Moreover, and as is well known, Islamic theology posits a doctrine of absolute determinism. Absolute determinism may also be attributed to Deists who accept the mechanistic determinism of Newtonian physics. Here is how theoretical physicist Paul Davies defines this determinism:
In the old Newtonian theory, every atom moves along a trajectory that is uniquely determined by the forces which act on it… Newtonian mechanics permits, in principle, the accurate prediction of everything that will ever happen on the basis of what can be known at one instant. There is a rigid network of cause and effect, and every phenomenon, from the tiniest jiggle of a molecule to the explosion of a galaxy, is determined long in advance. [See Paul Davies, God & the New Physics (New York: Simon & Schuster: 1983), 136.)]
Determinism, as manifested in Islamic theology, obviously denies free will. And since the paramount attribute of Islam’s deity is absolute power, it leads to absolute predestination.

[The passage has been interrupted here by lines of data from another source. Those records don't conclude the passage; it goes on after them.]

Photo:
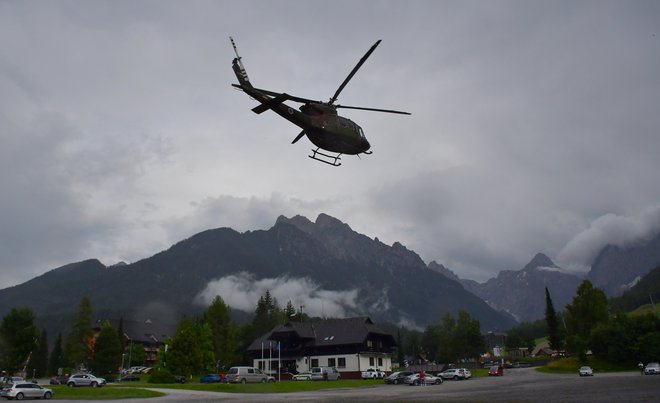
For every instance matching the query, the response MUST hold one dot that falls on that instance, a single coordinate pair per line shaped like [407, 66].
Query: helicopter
[333, 135]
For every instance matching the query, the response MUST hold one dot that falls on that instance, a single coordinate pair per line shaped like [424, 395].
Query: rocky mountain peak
[300, 222]
[435, 266]
[540, 260]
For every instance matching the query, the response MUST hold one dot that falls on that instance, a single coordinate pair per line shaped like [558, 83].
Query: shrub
[161, 375]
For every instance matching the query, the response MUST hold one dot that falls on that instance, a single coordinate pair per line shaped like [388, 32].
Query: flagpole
[279, 363]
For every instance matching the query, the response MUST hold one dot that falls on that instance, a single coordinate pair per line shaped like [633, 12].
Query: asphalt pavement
[517, 385]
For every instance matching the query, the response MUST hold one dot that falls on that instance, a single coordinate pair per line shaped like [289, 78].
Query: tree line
[587, 324]
[202, 344]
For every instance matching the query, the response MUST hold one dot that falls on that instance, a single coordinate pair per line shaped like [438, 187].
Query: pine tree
[56, 360]
[120, 334]
[554, 334]
[78, 344]
[224, 332]
[107, 351]
[40, 357]
[20, 336]
[191, 351]
[584, 313]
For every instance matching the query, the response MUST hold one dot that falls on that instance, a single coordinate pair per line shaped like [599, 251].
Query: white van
[325, 374]
[247, 375]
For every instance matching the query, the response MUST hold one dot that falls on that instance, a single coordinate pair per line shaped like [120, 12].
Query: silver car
[325, 374]
[652, 368]
[85, 380]
[247, 375]
[19, 391]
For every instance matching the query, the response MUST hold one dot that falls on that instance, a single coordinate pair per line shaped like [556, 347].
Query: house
[543, 350]
[351, 345]
[151, 335]
[495, 340]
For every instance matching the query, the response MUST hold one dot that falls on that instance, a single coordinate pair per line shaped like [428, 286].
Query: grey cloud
[610, 229]
[242, 291]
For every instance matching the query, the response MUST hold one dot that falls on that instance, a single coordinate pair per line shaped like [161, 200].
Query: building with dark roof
[151, 335]
[351, 345]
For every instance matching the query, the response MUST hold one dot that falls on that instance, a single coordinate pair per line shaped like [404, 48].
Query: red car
[496, 370]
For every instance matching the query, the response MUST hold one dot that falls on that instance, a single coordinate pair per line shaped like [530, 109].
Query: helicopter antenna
[233, 44]
[355, 69]
[238, 60]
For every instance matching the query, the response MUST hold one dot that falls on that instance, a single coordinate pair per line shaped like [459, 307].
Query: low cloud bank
[241, 291]
[609, 229]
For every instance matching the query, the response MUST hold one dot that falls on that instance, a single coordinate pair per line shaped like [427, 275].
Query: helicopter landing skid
[325, 158]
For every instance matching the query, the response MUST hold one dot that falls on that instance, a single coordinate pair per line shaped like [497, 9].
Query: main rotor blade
[355, 69]
[289, 97]
[373, 109]
[298, 137]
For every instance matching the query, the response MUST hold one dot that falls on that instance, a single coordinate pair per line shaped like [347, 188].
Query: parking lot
[517, 385]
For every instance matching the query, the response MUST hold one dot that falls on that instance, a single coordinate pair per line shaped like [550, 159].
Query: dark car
[59, 380]
[211, 378]
[397, 377]
[496, 370]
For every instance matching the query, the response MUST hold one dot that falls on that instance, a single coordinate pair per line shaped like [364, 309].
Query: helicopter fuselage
[323, 126]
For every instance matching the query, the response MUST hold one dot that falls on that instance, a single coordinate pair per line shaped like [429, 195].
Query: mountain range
[521, 293]
[322, 264]
[324, 267]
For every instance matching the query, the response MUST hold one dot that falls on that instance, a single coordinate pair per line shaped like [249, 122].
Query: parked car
[302, 376]
[586, 371]
[12, 379]
[496, 370]
[59, 380]
[325, 374]
[247, 375]
[212, 378]
[456, 374]
[373, 374]
[397, 377]
[21, 390]
[85, 380]
[429, 379]
[652, 368]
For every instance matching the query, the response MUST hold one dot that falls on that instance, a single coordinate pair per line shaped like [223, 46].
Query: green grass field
[136, 390]
[570, 365]
[106, 392]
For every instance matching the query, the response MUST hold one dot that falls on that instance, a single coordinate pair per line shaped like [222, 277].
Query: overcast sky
[535, 126]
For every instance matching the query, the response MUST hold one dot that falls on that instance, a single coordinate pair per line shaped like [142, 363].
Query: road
[517, 385]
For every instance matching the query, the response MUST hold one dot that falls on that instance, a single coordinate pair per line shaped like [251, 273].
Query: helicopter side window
[360, 132]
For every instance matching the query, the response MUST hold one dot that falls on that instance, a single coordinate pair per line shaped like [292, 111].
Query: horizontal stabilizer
[270, 104]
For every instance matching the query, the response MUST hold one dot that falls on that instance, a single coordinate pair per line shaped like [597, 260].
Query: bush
[161, 375]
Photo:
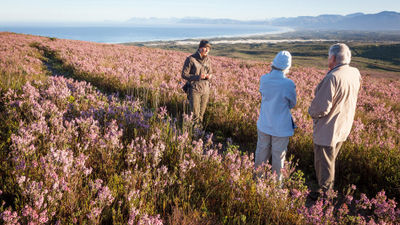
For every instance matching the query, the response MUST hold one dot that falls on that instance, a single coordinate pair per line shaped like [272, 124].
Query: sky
[122, 10]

This reduces Islam’s God, like Aristotle’s Prime Mover, to a philosophical concept which anyone – fool, genius, or terrorist – may use or discard at his own pleasure.
When everything is permissible…
Here it may be of interest to juxtapose Dostoevsky’s The Brothers Karamazov, where Ivan Karamazov says, “If God does not exist, everything is permitted.” Islam bestows this permissiveness on “believers” vis-à-vis all non-believers (to say nothing of “incorrect” believers). The holy Quran exalts the Muslim who “slays and is slain” for Allah (Sura 9:111). This doctrine has been the driving force of Islamic history. Indeed, according to the Center for the Study of Political Islam reported in Front Page Magazine on February 21, 2007, Muslims have slaughtered approximately 270 million people since the ascendancy of Muhammad!
Viewed in this light, may we not conclude that Islam, shorn of its pseudo-religious veneer, is “operational atheism” comparable to Nazism?!!